I read about it in Mixi's Neo-Underground community, whose members have been long searching for new places to organize rock shows, anywhere other than the tired 'live houses' where bands usually do gigs (and where most have to pay to play). The idea of using retired schoolhouses—called 'haikou' in Japanese—as music festival venues had come up during the initial, fevered discussions in the Mixi group. It looks like that idea at least came to fruition—a first Haikou festival was held last year, and a follow-up event is happening on May 6.
The venue is the former site of Shinjuku Ward Yodobashi #3 Elementary School, which has been converted into an entertainment facility by a performers' organization called Geidankyo. Scheduled to perform are notable musicians including Keiichi Sokabe, Kicell, Harco, and Nisennenmondai (as well as a group called Motallica).
The background to why this event is taking place is that there are lots of deserted, unused school buildings in Japan. As the population here gets older and shrinks in size, there aren't enough kids to fill all the schools. Why not use these haikous for some other purpose, rather than simply let them rot and crumble? That thought has led to events like Haikou Fes at ex-Yodobashi #3 School.

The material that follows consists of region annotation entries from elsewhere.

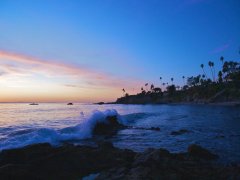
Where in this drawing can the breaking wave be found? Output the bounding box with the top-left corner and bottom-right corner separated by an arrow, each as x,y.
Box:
0,109 -> 120,151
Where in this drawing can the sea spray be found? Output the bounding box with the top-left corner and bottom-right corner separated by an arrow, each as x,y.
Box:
0,109 -> 120,151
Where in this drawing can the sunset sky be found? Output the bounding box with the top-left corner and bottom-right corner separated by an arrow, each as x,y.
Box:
0,0 -> 240,102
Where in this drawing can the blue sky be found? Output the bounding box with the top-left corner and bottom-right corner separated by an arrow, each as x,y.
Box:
0,0 -> 240,100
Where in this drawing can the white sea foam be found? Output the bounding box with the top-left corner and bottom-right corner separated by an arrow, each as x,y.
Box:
0,109 -> 119,151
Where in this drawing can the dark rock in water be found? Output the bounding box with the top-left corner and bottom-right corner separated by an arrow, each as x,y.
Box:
96,102 -> 104,105
188,144 -> 218,160
93,116 -> 124,135
150,127 -> 160,131
29,103 -> 38,105
171,129 -> 191,136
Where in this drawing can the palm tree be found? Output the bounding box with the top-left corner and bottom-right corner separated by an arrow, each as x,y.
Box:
200,64 -> 207,78
218,71 -> 223,83
122,88 -> 125,96
220,56 -> 224,65
212,62 -> 216,82
208,61 -> 215,81
150,84 -> 154,91
145,83 -> 148,91
182,76 -> 185,86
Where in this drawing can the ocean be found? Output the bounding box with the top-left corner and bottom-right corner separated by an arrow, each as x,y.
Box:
0,103 -> 240,163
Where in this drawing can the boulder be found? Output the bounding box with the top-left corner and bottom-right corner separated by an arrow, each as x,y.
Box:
171,129 -> 191,136
93,116 -> 124,135
188,144 -> 218,160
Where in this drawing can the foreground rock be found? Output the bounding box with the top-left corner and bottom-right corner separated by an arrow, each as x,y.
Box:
93,116 -> 125,135
0,143 -> 240,179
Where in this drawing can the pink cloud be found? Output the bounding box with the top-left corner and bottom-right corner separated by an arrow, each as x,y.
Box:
0,50 -> 142,88
210,43 -> 230,54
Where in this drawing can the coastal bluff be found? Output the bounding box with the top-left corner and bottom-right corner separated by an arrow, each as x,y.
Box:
0,142 -> 240,180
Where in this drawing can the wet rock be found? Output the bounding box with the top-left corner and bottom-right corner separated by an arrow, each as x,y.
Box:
171,129 -> 191,136
188,144 -> 218,160
0,142 -> 240,180
150,127 -> 160,131
93,116 -> 124,135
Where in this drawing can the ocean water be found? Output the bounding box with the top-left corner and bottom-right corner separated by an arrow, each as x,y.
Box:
0,103 -> 240,163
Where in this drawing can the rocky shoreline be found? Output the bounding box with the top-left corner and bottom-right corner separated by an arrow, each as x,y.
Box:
0,142 -> 240,179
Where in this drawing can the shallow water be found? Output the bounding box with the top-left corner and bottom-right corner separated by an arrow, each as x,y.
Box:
0,103 -> 240,162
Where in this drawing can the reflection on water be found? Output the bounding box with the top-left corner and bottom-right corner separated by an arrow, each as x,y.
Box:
0,103 -> 240,162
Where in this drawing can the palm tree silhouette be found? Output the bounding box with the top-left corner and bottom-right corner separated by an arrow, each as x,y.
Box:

So, if you're into the idea of boogie-ing in the science lab, rocking out in the principal's office or making some noise on top of a teacher lectern, this may be your thing. Personally, I'm not too sure about it—for one thing, the tickets, at 3,200 yen advanced and 4,000 yen at the door, aren't cheap. That's more than for a usual live house gig. Does it cost that much money to rent the school and pay the bands? Also, I get this vague, uneasy feeling that though the festival will aim to project a free, anything-goes vibe, in reality it will be tightly controlled—but I don't have much basis for this speculation. In any case, it will probably be a good photo op.

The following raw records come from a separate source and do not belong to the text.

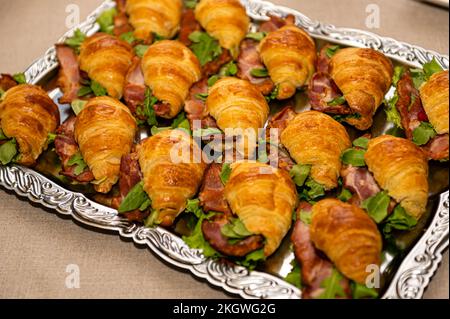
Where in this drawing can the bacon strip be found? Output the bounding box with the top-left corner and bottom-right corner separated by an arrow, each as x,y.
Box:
199,163 -> 231,215
396,71 -> 428,139
202,49 -> 233,78
308,45 -> 354,115
111,151 -> 150,222
237,39 -> 275,95
291,202 -> 351,299
423,134 -> 449,161
179,9 -> 202,46
308,72 -> 353,114
123,57 -> 145,120
55,116 -> 95,183
199,163 -> 264,257
0,74 -> 17,92
55,44 -> 81,104
184,78 -> 217,128
341,165 -> 381,206
113,0 -> 133,37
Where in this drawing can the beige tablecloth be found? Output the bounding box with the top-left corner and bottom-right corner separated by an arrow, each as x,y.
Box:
0,0 -> 449,298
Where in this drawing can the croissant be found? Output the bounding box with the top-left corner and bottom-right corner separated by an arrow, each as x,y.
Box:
142,40 -> 201,118
195,0 -> 250,53
364,135 -> 428,219
79,33 -> 134,99
206,77 -> 269,156
420,70 -> 449,134
310,199 -> 382,284
330,48 -> 394,130
281,111 -> 351,189
224,162 -> 298,256
0,84 -> 60,166
137,130 -> 206,227
75,96 -> 137,193
259,25 -> 317,100
126,0 -> 183,40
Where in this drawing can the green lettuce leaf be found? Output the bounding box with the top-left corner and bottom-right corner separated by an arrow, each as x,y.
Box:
413,122 -> 437,145
189,31 -> 222,66
327,96 -> 346,106
351,282 -> 378,299
64,29 -> 87,54
220,218 -> 253,241
289,164 -> 311,187
120,31 -> 136,44
325,45 -> 341,59
337,188 -> 353,202
361,191 -> 391,224
235,249 -> 266,270
70,99 -> 87,115
219,61 -> 239,77
383,205 -> 417,237
97,8 -> 117,34
319,268 -> 346,299
118,181 -> 151,213
353,136 -> 370,150
183,211 -> 221,258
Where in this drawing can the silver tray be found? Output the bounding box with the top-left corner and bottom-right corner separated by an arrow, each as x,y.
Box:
0,0 -> 449,299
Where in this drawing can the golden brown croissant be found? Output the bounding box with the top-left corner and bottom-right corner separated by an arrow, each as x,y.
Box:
79,33 -> 134,99
195,0 -> 250,55
420,70 -> 449,134
75,96 -> 137,193
259,25 -> 317,100
365,135 -> 428,219
126,0 -> 183,40
224,162 -> 298,256
206,77 -> 269,156
310,199 -> 382,284
281,111 -> 351,189
0,84 -> 60,166
138,130 -> 206,226
330,48 -> 394,130
142,40 -> 201,118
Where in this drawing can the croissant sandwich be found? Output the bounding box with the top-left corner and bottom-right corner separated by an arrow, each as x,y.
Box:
79,33 -> 134,99
330,48 -> 394,130
281,111 -> 351,189
195,0 -> 250,55
224,162 -> 298,256
259,25 -> 317,100
310,199 -> 382,284
206,77 -> 269,155
126,0 -> 183,40
137,130 -> 206,227
75,96 -> 137,193
0,84 -> 60,166
142,40 -> 201,119
364,135 -> 428,219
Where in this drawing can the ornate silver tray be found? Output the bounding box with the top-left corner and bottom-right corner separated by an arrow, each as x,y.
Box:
0,0 -> 449,299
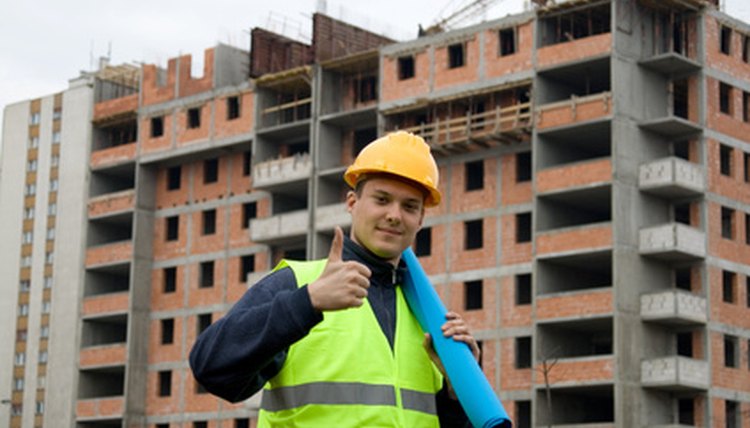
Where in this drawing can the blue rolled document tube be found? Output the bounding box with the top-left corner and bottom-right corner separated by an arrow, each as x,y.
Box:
402,248 -> 512,428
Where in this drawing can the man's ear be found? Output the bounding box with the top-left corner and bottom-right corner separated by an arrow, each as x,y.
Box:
346,190 -> 357,213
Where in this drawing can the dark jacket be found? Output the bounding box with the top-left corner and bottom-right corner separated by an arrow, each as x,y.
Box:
190,238 -> 467,426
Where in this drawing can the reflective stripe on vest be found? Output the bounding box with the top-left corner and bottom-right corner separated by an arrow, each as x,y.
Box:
260,382 -> 437,415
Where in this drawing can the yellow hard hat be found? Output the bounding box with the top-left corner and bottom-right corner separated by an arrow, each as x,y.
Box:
344,131 -> 440,207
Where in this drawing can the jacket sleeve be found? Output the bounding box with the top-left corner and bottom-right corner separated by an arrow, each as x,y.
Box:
435,382 -> 471,428
190,268 -> 323,402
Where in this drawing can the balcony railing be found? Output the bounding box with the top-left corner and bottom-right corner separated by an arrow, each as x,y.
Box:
403,103 -> 532,154
641,290 -> 708,324
253,153 -> 312,188
638,157 -> 706,198
89,189 -> 135,218
250,210 -> 309,243
534,91 -> 612,129
641,356 -> 709,391
639,223 -> 706,261
76,396 -> 125,421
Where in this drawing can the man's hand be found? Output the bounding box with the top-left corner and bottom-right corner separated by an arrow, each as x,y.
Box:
423,312 -> 480,388
307,226 -> 371,311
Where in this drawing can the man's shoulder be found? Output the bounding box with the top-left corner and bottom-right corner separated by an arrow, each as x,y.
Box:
274,259 -> 327,285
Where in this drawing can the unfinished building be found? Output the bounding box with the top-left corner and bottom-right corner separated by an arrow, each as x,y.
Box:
0,0 -> 750,428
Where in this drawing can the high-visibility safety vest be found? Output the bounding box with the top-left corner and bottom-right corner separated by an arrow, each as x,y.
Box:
258,260 -> 443,428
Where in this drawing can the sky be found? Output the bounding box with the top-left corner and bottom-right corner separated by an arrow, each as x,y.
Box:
0,0 -> 750,136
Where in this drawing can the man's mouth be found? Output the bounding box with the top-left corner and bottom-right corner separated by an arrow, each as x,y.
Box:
377,227 -> 402,236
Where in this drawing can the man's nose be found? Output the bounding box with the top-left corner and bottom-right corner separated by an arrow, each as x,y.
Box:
386,204 -> 401,222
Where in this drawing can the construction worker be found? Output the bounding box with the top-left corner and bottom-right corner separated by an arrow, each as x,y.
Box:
190,132 -> 479,428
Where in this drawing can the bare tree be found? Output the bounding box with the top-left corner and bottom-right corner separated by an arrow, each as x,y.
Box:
536,346 -> 560,428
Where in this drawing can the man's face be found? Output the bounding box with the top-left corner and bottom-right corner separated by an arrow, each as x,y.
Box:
346,177 -> 424,264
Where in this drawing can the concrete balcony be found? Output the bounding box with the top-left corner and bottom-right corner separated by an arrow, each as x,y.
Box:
81,291 -> 130,317
253,154 -> 312,189
86,240 -> 133,267
536,287 -> 613,322
638,115 -> 703,138
315,203 -> 352,230
536,222 -> 612,258
641,290 -> 708,325
639,223 -> 706,261
89,189 -> 135,218
536,33 -> 612,68
641,356 -> 709,391
92,90 -> 138,124
536,355 -> 615,388
536,158 -> 612,193
250,210 -> 310,244
638,157 -> 706,198
535,92 -> 612,131
76,397 -> 125,421
78,343 -> 127,368
91,143 -> 137,169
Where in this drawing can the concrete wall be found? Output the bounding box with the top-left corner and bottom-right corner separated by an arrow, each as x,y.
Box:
0,101 -> 30,423
46,78 -> 93,426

UPDATE (Mar. 7): The organizer of this event sent me a nice note to say thanks for your interest in the event, that the ticket price is the lowest possible and not profitable, and that the atmosphere of the event will be yurui—loose, relaxed, fun.
I respect the fact that the person cares enough about the event to want to clarify those points.
Thank you. I'm going.
Meanwhile, speaking about festivals, there's a mini one at the Rain on the roof cafe in Sangenjyaya on March 22, featuring several bands including the Waffles, Elekibass and Quinka, with a Yawn, whose album Field Recordings was my favorite Japanese album of 2008. This looks worth going to, though considering that the Rain on the roof is a fairly small venue (I saw Frenesi there) and the bands are relatively popular, it could make for an event where lots of people are cramped into a 'comfortable' cafe space... The good thing is you can go in and out of the cafe if you want to get fresh air. The 'cafe festival' runs from 2 in the afternoon to 9 at night.